One song in particular, “It’s All About the Benjamins,” recently caught my attention. I missed this song in its initial incarnation, but I heard about it during the financial crisis, when it became something of a theme song (at least in my mind) for Benjamin Bernanke’s Federal Reserve intervention.
Now, thanks to the miracle of satellite radio and the European Central Bank (ECB)—not to mention a rumored special appearance by Janet Yellen on backup vocals—the song is back. And though Ben is gone, the question today, just as it was during the crisis, is “What will the central banks do?”
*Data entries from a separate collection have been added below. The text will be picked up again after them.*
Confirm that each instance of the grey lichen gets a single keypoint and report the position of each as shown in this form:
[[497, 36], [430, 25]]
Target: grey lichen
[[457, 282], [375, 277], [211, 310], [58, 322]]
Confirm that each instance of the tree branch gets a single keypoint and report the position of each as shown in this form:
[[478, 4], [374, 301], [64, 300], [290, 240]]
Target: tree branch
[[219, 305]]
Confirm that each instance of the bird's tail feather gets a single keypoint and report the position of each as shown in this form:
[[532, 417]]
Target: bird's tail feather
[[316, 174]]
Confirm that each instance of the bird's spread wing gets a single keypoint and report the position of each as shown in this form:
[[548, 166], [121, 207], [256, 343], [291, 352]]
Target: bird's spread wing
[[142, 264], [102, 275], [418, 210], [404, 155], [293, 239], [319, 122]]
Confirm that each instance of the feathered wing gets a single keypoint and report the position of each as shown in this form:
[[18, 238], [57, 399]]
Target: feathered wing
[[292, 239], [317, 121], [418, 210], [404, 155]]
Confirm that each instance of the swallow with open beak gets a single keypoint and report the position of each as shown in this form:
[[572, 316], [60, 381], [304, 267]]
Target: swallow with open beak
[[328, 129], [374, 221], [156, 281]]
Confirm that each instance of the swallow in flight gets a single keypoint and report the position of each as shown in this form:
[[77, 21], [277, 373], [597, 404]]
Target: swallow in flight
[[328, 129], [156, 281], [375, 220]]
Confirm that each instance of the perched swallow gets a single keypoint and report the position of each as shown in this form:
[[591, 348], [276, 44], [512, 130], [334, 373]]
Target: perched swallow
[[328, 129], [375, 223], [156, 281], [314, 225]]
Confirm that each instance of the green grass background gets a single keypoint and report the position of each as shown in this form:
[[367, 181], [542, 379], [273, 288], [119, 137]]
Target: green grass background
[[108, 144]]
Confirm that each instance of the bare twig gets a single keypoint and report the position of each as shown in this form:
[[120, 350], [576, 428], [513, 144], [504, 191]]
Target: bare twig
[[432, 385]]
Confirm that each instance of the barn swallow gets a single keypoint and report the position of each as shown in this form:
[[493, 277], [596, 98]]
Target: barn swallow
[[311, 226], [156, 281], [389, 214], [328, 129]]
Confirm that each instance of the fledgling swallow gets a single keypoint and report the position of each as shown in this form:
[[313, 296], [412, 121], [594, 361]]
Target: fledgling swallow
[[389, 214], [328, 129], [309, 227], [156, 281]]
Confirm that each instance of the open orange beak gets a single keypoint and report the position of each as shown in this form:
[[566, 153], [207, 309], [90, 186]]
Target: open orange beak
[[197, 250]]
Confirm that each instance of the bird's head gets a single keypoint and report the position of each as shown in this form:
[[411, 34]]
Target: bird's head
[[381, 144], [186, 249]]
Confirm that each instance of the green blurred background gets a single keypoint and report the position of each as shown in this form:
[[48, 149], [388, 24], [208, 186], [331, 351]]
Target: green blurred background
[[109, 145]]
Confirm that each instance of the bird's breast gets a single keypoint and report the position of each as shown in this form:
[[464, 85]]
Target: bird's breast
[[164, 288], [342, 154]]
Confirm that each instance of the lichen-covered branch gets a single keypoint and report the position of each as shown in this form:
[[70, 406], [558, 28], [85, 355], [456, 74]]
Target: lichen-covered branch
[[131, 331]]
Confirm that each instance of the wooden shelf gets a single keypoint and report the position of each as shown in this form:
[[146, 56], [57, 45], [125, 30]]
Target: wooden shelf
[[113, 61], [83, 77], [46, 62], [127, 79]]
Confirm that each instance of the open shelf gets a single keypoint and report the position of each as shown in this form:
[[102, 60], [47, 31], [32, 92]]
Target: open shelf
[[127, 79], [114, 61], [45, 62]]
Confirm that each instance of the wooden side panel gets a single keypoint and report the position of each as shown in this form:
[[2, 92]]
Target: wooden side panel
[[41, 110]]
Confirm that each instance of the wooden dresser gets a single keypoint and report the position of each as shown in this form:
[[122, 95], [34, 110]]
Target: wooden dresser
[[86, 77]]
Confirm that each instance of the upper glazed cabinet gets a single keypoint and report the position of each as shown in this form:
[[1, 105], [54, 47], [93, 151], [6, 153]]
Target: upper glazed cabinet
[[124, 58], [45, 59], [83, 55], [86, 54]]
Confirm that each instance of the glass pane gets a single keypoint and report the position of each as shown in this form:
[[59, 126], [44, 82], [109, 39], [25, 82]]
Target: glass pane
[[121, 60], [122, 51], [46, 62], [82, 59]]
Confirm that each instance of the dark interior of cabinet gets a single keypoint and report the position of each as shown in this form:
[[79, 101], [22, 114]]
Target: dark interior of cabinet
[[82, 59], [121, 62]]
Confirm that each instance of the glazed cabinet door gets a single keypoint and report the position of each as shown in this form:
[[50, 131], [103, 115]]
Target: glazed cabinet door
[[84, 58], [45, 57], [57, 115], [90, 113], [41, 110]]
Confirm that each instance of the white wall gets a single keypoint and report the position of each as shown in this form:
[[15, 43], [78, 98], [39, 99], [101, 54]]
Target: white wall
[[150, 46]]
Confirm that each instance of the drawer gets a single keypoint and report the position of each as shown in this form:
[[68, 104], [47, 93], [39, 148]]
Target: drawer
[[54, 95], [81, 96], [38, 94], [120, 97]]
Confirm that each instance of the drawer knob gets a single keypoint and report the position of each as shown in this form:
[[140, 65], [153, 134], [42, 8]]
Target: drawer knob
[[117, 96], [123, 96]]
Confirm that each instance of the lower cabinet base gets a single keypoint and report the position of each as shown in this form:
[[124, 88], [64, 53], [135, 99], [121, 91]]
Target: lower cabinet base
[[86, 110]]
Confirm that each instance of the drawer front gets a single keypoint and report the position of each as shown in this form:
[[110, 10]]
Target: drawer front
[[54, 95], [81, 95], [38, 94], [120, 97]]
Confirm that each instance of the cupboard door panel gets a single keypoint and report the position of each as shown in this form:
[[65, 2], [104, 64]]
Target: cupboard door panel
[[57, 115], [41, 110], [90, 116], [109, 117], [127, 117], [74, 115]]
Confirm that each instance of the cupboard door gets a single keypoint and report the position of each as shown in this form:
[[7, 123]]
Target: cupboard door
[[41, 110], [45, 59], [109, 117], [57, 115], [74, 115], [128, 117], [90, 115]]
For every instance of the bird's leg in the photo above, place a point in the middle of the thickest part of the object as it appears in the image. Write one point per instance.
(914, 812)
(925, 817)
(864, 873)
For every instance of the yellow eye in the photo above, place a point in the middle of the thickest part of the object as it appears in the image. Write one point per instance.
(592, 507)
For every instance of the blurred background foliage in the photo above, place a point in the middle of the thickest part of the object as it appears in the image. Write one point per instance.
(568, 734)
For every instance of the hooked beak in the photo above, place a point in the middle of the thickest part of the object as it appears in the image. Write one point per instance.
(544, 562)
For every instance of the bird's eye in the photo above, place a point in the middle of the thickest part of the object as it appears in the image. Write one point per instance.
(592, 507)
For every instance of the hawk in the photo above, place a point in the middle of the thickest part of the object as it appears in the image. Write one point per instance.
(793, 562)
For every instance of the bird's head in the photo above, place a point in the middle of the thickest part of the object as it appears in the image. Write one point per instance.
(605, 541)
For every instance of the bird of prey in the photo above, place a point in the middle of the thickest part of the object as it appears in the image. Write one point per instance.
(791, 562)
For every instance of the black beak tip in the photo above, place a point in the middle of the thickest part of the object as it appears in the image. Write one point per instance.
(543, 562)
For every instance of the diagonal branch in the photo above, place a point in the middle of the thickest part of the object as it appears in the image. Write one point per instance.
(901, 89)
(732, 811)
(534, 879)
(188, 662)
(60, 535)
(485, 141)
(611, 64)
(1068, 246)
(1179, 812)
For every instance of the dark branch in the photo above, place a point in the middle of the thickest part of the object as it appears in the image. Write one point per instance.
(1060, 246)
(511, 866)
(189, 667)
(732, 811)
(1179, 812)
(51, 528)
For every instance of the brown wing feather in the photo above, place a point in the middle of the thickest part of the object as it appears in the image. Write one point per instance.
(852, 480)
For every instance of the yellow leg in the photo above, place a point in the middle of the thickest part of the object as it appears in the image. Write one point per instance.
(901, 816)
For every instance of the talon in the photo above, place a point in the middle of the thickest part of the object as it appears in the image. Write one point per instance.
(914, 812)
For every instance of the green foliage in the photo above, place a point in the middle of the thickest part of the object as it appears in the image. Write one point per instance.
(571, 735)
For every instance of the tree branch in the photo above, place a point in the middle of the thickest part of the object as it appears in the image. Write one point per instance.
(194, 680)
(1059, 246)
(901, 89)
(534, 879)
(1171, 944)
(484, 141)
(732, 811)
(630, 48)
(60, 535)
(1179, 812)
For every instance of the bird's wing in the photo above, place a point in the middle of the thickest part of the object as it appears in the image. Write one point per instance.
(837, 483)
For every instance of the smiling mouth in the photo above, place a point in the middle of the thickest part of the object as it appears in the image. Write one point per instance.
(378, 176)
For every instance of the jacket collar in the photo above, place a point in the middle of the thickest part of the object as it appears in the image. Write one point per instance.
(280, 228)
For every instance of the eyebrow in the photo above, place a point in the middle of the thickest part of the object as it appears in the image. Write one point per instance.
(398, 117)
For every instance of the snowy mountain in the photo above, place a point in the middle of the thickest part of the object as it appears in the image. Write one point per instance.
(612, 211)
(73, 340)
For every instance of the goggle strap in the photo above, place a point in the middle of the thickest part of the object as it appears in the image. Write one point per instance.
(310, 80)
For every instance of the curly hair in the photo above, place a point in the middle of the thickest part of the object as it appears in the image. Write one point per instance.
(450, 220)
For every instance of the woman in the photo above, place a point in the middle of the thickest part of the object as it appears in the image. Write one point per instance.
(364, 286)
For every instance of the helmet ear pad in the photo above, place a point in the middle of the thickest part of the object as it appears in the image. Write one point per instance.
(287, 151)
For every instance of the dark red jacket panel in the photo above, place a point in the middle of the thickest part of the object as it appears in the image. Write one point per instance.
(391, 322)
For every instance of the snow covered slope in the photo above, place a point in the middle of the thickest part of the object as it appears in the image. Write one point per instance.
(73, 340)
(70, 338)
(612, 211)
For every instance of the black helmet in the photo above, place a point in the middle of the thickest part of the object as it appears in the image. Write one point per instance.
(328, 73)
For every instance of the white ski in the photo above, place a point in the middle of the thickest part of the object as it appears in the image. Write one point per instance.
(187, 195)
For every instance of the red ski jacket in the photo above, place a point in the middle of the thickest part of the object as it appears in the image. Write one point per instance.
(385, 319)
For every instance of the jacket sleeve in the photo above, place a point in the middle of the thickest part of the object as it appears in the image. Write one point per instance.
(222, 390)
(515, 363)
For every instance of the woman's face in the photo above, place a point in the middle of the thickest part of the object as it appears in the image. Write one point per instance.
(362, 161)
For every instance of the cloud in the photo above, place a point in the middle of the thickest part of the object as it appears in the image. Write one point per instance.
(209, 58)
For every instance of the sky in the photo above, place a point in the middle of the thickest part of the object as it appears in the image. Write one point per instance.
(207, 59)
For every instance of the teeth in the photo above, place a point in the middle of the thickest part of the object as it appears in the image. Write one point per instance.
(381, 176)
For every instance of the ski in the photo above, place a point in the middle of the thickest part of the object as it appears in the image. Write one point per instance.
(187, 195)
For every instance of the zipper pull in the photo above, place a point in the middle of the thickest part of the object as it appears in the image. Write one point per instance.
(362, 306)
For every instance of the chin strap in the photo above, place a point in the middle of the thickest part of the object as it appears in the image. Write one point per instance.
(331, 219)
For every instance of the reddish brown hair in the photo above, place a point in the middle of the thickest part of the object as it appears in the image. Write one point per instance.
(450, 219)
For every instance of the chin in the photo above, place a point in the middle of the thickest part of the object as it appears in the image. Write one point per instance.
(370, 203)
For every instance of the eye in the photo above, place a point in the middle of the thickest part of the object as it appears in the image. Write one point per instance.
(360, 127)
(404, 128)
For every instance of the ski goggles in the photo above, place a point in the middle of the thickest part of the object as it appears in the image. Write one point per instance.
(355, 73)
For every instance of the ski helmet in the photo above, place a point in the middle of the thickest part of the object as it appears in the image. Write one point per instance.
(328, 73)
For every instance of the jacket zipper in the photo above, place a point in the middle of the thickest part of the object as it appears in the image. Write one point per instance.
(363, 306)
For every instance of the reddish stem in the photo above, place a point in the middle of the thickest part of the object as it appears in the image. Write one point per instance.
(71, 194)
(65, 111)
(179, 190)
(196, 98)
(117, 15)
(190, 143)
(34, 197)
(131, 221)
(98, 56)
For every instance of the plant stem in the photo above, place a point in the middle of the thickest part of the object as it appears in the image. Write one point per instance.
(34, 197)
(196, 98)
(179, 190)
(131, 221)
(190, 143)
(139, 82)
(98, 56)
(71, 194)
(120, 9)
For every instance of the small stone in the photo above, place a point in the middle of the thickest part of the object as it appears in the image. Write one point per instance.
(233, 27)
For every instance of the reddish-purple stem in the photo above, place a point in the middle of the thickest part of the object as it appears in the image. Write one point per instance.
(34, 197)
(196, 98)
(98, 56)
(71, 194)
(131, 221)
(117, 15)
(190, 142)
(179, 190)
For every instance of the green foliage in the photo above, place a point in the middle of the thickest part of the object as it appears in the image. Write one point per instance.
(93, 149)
Think about that for a minute. Years later, with employment and the economy substantially recovered, the real question here in the U.S., at least in the press, remains focused on what Janet Yellen will say at this week’s Federal Open Market Committee meeting. Will she give an end date to the bond-buying program? What about a rate hike? If the Fed’s QE policies were driven by something approaching panic in the immediate aftermath of the crisis, they have been largely justified by success. You can argue that the Fed should have started to pull back sooner, but few now claim that the actions at the time of the crisis were a mistake. But what will the future hold?
In Europe, the situation is even worse. The ECB is starting to look into taking the same sorts of actions the Fed has taken over the past five years (keyword being “starting”). If you believe that the Fed’s actions were only justified by crisis—and the Germans, among others, have never believed that the Fed’s actions were justified even then—what does it mean that the ECB is now looking to go down the same road?
It means that Mario Draghi and the ECB have more or less decided that Europe is now in the same sort of crisis environment that forced the Fed to act. It means that the European recovery never actually happened. It means that the situation, in the eyes of the European financial establishment, is not only as bad as it was in 2008–2009, but even worse.
Better late than never seems to be the ECB’s current policy prescription, and the markets seem to be buying it, as the dollar climbs against the euro and the Euro Stoxx Index also rises.
Even if the ECB acts quickly, though, it takes time—typically well over a year—for monetary policy actions to affect the real economy. Pulling the rudder way over won’t lessen the turn radius of an oil tanker. From a political perspective, we will now witness whether the voters in Europe are willing to wait and see whether the policy changes work.
I have said all along that the euro was a political construct, rather than an economic one, and I wrote post-Cyprus that I had changed my position from 51–49 that the euro would survive to 45–55 that it would not. The Scottish referendum and the slowdown of the European recovery move me still further against the euro. We are sliding slowly from “possible” to “too late,” and at some point soon we will cross that line. Get going, Mr. Draghi—because “too late,” from a political perspective, is now visible.